A woman is woken from her rest by a
phone call. On the line is a child-like voice saying 'I'm gonna get
you', It's obviously been happening a lot lately, so she hangs up the
phone in anger. Her husband enters the bedroom, asking about the
call. She says that it's frustrating that cops wouldn't investigate
the calls. Would you have to investigate them? Couldn't you just
check your call display? Also, making harassing phone calls is a
crime, and there's no reason they wouldn't be able to file a police
report, especially if this has been going on for some time.
The wife asks the husband to talk to
the retired cop at his workplace and see if there's anything that can
be done. Although I don't know what that would be, if they live in a
place where cops won't charge people with crimes.
Anyway, the husband says it's not worth
worrying about, and that the kid will get bored of calling. I don't
doubt that the guy would be this much of a jerk about his wife's
concerns, but it's still rough to watch. Also, maybe he made the
call? He walked into the room immediately after it ended, so that's
not impossible. Like how in Scream they wanted you to think Dewey
might be the killer by having him be unreachable in his room while
the killer was calling Sydney at Tatum's house.
The next day when the couple wakes up
and preps breakfast, they're dealt two nasty surprises! 1: Their son
is missing, and 2: their front door is covered in blood!
The only conclusion? Their son has been
kidnapped by people who are very bad at reading the bible! It's the
people with blood on their doors who don't lose their kids, dummies.

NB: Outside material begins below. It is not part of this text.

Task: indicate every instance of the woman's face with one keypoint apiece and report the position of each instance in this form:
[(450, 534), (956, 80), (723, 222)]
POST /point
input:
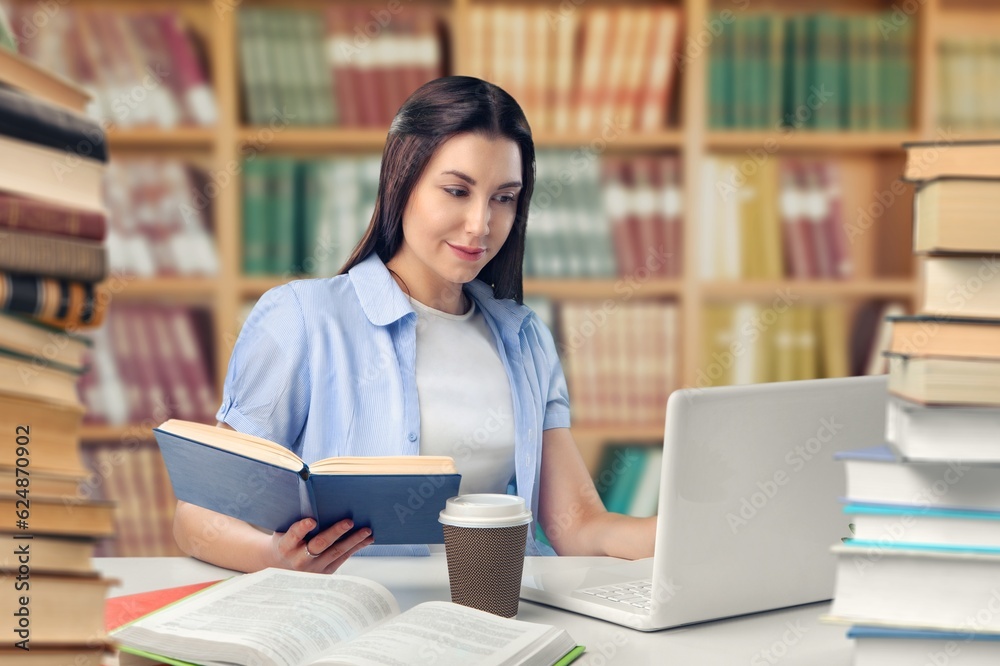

Moments after the discovery of the
door, the child voice calls back to claim responsibility for the
crime! The dad is standing right there, though, so obviously he's not
the one making the calls.
We cut immediately to the briefing
room, where Garcia is running down the case. Has she gotten a raise
now that she does twice as much work? I certainly hope so.
They try to explain the police's
non-response by saying that they had determined no laws had been
broken. Which is just wrong. It's absolutely a crime to phone people
and threaten them, even if you're just a child. The problem is that
there's no way for the writers to get around this problem - for the
story there need to have been a bunch of calls, but if the cops had
looked into it they'd have either found out who the criminal was, or
that they were using extreme measures to disguise the call's origin.
Of course, if the second was true,
they'd have escalated the case, because a child wouldn't have the
ability to mask a call, and an adult making these calls while
pretending to be a child is immediately more threatening.
So the show just gives bad advice to
the audience, telling them that if they're getting days worth of
creepy and intimidating phone calls, there's nothing they can do
about it.
Thanks, show.
Then we get an interesting reveal -
Mandy dealt with a case just like this fifteen years ago! Creepy
calls, abducted kid, the whole thing.
Joe and Greg then win a Prentiss Award
for this exchange:
Um, if that's the case, you don't need
to rush. He's already dead. Here's the timeline - the parents notice
the child is missing, and call the police. The cops show up, talk to
them, realize how serious the situation is, decide to call in the
FBI. That goes through proper channels until it gets to Garcia, who
approves the case, and calls the team together.
That whole process had to have taken at
least two hours - especially since Garcia has had time to put
together a visual presentation including a photo of the kid and the
bloody door:
So even if, miraculously, the child was
abducted one second before the parents woke up, it's still been more
than two hours since the abduction, since the parents had to spend at
least half an hour getting dressed and ready for the day.
Also, the team is now going to spend
more than two hours on a plane heading for St. Louis, where this all
happened. So yeah, if the killer is known for killing kids within two
hours, you haven't got a prayer.
Then the show cuts to some footage of
the investigation, for no reason that I can think of.
Credits!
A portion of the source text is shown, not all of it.